Movendo-lhe uma guerra acintosa em que por armas tinha a intriga e a mentira; numa campanha de descrédito imoralíssima e prejudicial manejada torpemente no estrangeiro; numa batalha em que a sua bandeira era a falsidade; traindo a sua pátria, a oposição progressista que não pudera derrubar o ministério Hintz-Franco quando se bandeou para os republicanos atraiçoando El-Rei, provocou agora uma crise financeira que criou dificuldades ao governo e galgou afinal as cadeiras do poder. Os conselheiros do Rei republicanizados por coligação venceram afinal neste assalto quando um povo inteiro vivia sossegado e tranquilo com inteira confiança no seu governo, 
Triste e vergonhosa vitória! Pobre e infeliz Pátria! 
Senhores da governação pública, os progressistas começaram desde logo a sentir os males que desastradamente tinham causado: para conseguirem um suprimento de 500: 000 libras precisaram de empenhar 72: 000 obrigações da companhia dos tabacos; e agora para contraírem novo empréstimo vão também empenhar as linhas férreas do pais; e quem lhes arranja todo este dinheiro é o conde de Burnay que tanto difamaram. 
Para iludirem o povo continuaram no governo como se estivessem ainda na oposição a desprestigiar e desautorizar os seus antecessores, inventando os orçamentos suplementares e arguindo de ilegais em relatórios dirigidos a El-Rei muitas das suas medidas.
 (…)
 «Aprés moi le deluge»; neste estado de coisas o governo nefasto que nos rege lançou mão da violência que campeia infrene por todo o país: estamos em plena época de Terror sob o consulado deste MINISTÉRIO NEGRO. 
Neste regime imperando o ministério de Sedltz, é de recear «one dungs evacuationt». 
Alerta, pois, pela nossa parte! Ânimo!
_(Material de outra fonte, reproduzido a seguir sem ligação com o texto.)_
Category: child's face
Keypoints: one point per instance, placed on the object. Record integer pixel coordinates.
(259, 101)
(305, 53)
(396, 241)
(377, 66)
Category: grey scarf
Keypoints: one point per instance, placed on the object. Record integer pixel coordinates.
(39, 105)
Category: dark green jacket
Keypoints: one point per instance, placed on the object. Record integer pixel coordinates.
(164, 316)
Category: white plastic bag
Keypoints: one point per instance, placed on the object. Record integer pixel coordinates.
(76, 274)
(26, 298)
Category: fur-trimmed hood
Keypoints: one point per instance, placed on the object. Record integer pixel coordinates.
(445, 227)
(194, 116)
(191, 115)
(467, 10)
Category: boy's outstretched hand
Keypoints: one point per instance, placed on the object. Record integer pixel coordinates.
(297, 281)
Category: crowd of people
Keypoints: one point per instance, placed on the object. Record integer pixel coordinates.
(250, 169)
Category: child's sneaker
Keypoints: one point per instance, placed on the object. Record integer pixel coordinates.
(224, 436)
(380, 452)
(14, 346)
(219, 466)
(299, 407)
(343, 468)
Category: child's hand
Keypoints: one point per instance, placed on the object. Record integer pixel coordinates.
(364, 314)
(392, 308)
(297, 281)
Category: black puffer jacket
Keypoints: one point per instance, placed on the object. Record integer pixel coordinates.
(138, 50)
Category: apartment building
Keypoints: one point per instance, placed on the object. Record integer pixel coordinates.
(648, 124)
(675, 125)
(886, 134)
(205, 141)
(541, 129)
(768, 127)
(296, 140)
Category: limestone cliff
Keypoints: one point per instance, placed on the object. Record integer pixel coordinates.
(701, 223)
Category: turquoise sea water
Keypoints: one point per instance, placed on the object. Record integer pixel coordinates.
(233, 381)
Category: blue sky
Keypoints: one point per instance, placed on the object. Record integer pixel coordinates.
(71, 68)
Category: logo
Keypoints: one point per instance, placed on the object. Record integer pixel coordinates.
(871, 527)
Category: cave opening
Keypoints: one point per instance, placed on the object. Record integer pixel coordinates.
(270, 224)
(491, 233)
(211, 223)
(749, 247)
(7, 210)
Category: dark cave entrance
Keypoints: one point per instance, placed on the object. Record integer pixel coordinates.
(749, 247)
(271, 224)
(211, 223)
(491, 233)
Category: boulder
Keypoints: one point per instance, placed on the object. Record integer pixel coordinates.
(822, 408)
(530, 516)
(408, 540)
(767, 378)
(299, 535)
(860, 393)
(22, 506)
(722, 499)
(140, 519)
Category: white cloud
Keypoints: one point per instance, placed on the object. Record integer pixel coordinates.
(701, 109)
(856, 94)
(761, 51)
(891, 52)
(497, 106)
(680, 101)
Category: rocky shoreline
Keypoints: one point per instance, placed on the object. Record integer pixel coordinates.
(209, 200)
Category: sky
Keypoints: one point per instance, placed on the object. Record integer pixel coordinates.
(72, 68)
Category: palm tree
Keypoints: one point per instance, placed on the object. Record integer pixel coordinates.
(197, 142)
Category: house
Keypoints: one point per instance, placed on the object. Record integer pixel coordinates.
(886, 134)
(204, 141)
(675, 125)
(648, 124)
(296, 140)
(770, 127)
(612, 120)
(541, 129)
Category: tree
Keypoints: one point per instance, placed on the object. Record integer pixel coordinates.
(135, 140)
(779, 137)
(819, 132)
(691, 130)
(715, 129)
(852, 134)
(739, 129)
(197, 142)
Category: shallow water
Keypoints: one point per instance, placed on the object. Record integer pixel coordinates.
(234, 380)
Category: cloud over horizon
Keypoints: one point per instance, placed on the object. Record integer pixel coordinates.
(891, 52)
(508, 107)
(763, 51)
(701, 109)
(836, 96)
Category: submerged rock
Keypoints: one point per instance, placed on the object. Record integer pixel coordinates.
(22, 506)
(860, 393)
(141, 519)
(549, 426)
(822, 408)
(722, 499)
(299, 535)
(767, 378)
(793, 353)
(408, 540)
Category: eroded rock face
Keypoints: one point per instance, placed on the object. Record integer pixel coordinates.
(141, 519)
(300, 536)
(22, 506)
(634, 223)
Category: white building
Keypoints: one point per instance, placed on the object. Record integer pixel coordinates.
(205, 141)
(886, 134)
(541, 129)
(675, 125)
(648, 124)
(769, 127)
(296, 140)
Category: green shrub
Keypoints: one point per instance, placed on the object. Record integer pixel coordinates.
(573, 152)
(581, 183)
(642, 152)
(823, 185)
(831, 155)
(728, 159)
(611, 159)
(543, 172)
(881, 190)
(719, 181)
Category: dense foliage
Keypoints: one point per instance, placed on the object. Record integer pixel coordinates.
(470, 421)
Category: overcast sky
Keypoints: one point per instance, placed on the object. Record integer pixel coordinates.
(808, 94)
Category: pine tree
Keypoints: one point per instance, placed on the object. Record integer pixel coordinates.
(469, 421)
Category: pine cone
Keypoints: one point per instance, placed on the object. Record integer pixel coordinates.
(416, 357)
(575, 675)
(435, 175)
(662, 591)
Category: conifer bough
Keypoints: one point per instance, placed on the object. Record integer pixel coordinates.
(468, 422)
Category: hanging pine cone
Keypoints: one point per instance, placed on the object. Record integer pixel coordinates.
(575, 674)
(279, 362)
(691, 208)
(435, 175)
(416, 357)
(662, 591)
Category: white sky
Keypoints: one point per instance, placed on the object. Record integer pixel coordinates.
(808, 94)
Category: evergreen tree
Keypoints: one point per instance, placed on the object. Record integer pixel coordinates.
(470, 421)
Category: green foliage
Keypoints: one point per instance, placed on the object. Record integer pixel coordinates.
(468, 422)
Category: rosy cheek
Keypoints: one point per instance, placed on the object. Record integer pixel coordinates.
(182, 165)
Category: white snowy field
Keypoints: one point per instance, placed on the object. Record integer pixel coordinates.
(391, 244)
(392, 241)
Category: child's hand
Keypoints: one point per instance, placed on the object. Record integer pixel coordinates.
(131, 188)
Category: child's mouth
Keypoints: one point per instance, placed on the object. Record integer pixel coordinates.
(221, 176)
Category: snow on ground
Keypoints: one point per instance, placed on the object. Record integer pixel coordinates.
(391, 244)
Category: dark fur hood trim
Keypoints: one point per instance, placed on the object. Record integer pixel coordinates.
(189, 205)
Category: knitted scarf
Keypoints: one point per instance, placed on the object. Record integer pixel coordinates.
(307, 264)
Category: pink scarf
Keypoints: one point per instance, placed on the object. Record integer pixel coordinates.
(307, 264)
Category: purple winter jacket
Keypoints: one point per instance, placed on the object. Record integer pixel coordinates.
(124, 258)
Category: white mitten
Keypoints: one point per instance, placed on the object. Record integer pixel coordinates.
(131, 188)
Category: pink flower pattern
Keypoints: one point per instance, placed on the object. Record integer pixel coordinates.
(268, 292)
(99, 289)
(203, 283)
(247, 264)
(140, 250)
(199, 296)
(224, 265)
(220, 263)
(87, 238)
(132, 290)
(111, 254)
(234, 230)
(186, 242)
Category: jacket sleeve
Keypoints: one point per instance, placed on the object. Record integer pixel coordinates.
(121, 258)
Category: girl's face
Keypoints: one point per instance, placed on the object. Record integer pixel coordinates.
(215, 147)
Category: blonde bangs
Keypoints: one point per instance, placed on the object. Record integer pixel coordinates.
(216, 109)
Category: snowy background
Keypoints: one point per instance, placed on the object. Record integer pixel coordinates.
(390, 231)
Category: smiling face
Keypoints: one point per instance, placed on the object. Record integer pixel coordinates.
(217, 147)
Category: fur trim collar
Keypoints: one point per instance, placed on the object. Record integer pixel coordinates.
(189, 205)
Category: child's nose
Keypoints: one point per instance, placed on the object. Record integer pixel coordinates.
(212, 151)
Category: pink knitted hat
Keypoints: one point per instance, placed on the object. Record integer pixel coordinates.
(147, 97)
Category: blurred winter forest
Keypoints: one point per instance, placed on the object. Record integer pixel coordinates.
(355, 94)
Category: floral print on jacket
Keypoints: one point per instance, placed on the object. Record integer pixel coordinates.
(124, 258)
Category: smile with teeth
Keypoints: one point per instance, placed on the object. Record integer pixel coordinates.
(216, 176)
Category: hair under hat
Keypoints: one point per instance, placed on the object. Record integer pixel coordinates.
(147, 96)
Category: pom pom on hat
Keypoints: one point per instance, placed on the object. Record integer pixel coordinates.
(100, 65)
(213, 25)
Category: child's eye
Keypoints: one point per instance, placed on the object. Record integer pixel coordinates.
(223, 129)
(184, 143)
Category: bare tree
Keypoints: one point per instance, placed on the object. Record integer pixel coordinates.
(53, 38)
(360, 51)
Coragem! 
É do domínio de todos que o governo tenciona reintegrar o concelho de Alfândega da Fé a despeito de não ter meios de vida ainda mesmo que a sua câmara lançasse a máxima percentagem legal. 
Anunciam e defendem esta medida os progressistas deste distrito, à frente dos quais está Eduardo José Coelho e muitos do nosso círculo, entre os quais se contam Camilo e Álvaro de Mendonça; e até alguns filhos de Vila Flor, que não têm rebuço de propor o bacharel Barbosa, que em um jantar político em Mirandela brindou à reconstituição do concelho de Alfandega da Fé! 
(…)
 Votar no candidato progressista na presente ocasião é, não só indecoroso, mas praticar uma traição que não se justifica em verdadeiros patriotas, porque o simples retraimento é uma cobardia: é indispensável guerreá-lo com todas as forças. 
(…)
 Os nossos patrícios que no momento presente não forem pelo concelho de Vila Flor, são traidores, ou vendidos na esperança de receberem algum osso do governo. 
Lutar contra os progressistas é para nós a vida: assistir passivamente ao triunfo do candidato governamental é uma cobardia; votar com o governo é uma traição indigna e infame, imprópria de gente que se presa. 
(…)
 É urgentíssimo escorraçar essa corja que paira em volta do nosso concelho, como o abutre em roda da presa. Querem armar-nos a cilada infame de nos deixarem sem um representante nosso em cortes, que advogue com energia e entusiasmo os nossos direitos, para assim melhormente porem em execução o seu plano infernal e maldito. 
(…)
 É um traidor todo o cidadão que não votar no candidato regenerador. É um traidor todo o que votar no snr, Barbosa.

CONTEÚDO INFORMATIVO

 Numa rápida análise dos conteúdos informativos dos diferentes títulos que temos vindo a citar, verificamos o seguinte: 

 • o conteúdo informativo é muito escasso, sobretudo se comparado com os textos de intervenção política;
 • as poucas informações reproduzidas são quase sempre de natureza particular e relativas a figuras da alta burguesia local;
 • num ou noutro caso, aparecem algumas – escassas – notícias que fogem ao espartilho destes critérios e que se reportam a melhoramentos públicos há muito desejados ou a pequenos escândalos locais.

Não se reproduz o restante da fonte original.